Database Workflow
Language-agnostic guidelines for database design, migrations, schema management, ORM patterns, and query optimization.
CRITICAL: No Premature Optimization
Default to simplicity. Optimize only when you have measured evidence of a problem.
- •Don't add indexes "just in case"
- •Don't over-normalize without understanding query patterns
- •Don't implement complex caching without profiling first
- •Measure before optimizing (EXPLAIN, query logs, monitoring)
Migration Strategies
Version Control for Schema Changes
Treat migrations as code:
- •Store in version control alongside application code
- •Timestamp or sequential numbering (001, 002, 003...)
- •Atomic, single-responsibility changes
- •Document WHY in migration files, not just WHAT
Naming convention:
migrations/ ├── 001_create_users_table.sql ├── 002_add_email_index.sql ├── 003_create_orders_table.sql └── 004_add_user_fk_to_orders.sql
Up/Down Migrations
Every migration must be reversible:
-- UP: Create table
CREATE TABLE users (
id BIGSERIAL PRIMARY KEY,
username VARCHAR(255) UNIQUE NOT NULL,
email VARCHAR(255) NOT NULL,
created_at TIMESTAMP DEFAULT CURRENT_TIMESTAMP
);
-- DOWN: Drop table
DROP TABLE users;
Complex reversals require care:
-- UP: Add constraint
ALTER TABLE orders ADD CONSTRAINT fk_user
FOREIGN KEY (user_id) REFERENCES users(id);
-- DOWN: Remove constraint (PostgreSQL)
ALTER TABLE orders DROP CONSTRAINT fk_user;
Idempotent Migrations
Migrations must be safely re-runnable:
-- ✅ Good: Idempotent (safe to run multiple times) CREATE TABLE IF NOT EXISTS users (...); CREATE INDEX IF NOT EXISTS idx_users_email ON users(email); -- ❌ Bad: Fails if run twice CREATE TABLE users (...); CREATE INDEX idx_users_email ON users(email);
Rollback Strategies
Two approaches:
- •
Down migrations (reversible):
- •Run DOWN SQL to undo changes
- •Works if migration is reversible
- •Better for critical systems
- •
Snapshot migrations (not reversible):
- •Never roll back; always migrate forward
- •Create new migration to fix issues
- •Simpler, safer in practice
- •Better for high-availability systems
Best practice: Design migrations to be reversible when possible, but plan for forward-only rollbacks in production.

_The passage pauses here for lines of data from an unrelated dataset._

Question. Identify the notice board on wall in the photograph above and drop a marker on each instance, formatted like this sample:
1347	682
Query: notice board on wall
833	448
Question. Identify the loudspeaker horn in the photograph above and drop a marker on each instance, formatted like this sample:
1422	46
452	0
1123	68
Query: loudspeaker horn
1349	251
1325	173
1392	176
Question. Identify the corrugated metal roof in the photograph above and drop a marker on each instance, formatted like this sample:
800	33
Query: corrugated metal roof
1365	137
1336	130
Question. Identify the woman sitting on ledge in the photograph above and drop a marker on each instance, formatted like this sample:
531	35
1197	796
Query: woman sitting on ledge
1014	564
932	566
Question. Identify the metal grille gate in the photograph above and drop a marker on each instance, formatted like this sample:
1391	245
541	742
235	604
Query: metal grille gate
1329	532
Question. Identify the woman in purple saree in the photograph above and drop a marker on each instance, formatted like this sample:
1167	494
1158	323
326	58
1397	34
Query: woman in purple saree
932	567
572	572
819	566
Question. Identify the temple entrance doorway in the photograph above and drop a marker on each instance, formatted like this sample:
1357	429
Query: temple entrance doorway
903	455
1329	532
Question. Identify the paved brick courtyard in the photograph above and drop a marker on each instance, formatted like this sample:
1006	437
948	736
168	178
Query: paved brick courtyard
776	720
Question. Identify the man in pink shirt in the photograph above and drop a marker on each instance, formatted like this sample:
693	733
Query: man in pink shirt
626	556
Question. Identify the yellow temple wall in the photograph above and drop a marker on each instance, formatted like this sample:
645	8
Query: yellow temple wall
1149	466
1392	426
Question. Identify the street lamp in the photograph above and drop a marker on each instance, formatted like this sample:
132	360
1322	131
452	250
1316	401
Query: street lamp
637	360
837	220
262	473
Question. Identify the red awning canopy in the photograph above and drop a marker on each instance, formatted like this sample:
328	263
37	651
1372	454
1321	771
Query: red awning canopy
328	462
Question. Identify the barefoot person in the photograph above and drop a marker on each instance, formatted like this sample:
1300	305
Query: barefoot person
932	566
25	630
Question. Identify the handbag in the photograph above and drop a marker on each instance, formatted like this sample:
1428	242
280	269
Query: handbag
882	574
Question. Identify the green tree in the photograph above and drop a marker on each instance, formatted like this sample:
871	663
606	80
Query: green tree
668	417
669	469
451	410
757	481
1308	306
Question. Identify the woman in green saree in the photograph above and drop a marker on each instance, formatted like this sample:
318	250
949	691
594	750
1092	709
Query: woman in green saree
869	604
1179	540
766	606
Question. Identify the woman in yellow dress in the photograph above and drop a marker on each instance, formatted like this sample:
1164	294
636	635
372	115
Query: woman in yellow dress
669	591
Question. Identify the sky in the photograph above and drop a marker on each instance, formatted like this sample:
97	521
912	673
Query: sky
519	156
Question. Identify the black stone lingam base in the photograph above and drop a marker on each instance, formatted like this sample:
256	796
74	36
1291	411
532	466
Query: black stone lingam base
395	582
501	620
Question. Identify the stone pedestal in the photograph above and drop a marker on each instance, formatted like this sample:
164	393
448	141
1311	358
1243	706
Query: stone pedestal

Migration Naming Conventions
Use descriptive, action-oriented names:
✅ Good: - 001_create_users_table - 002_add_email_unique_constraint - 003_create_index_users_email - 004_rename_column_user_id_to_author_id - 005_add_soft_delete_columns ❌ Bad: - 001_update - 002_fix - 003_schema_change - 004_v2
Include timestamp + sequence:
2024_11_17_001_create_users_table.sql 2024_11_17_002_add_email_index.sql
Schema Design Principles
Normalization (1NF, 2NF, 3NF)
First Normal Form (1NF):
- •Eliminate repeating groups
- •All columns contain atomic (non-divisible) values
- •Each row is unique
-- ❌ NOT 1NF: phone_numbers is a repeating group
CREATE TABLE users (
id BIGSERIAL PRIMARY KEY,
name VARCHAR(255),
phone_numbers VARCHAR(255) -- "555-1234, 555-5678"
);
-- ✅ 1NF: Separate table for phone numbers
CREATE TABLE user_phones (
id BIGSERIAL PRIMARY KEY,
user_id BIGINT REFERENCES users(id),
phone_number VARCHAR(20)
);
Second Normal Form (2NF):
- •Meets 1NF
- •Remove partial dependencies (non-key columns depend on ALL of primary key)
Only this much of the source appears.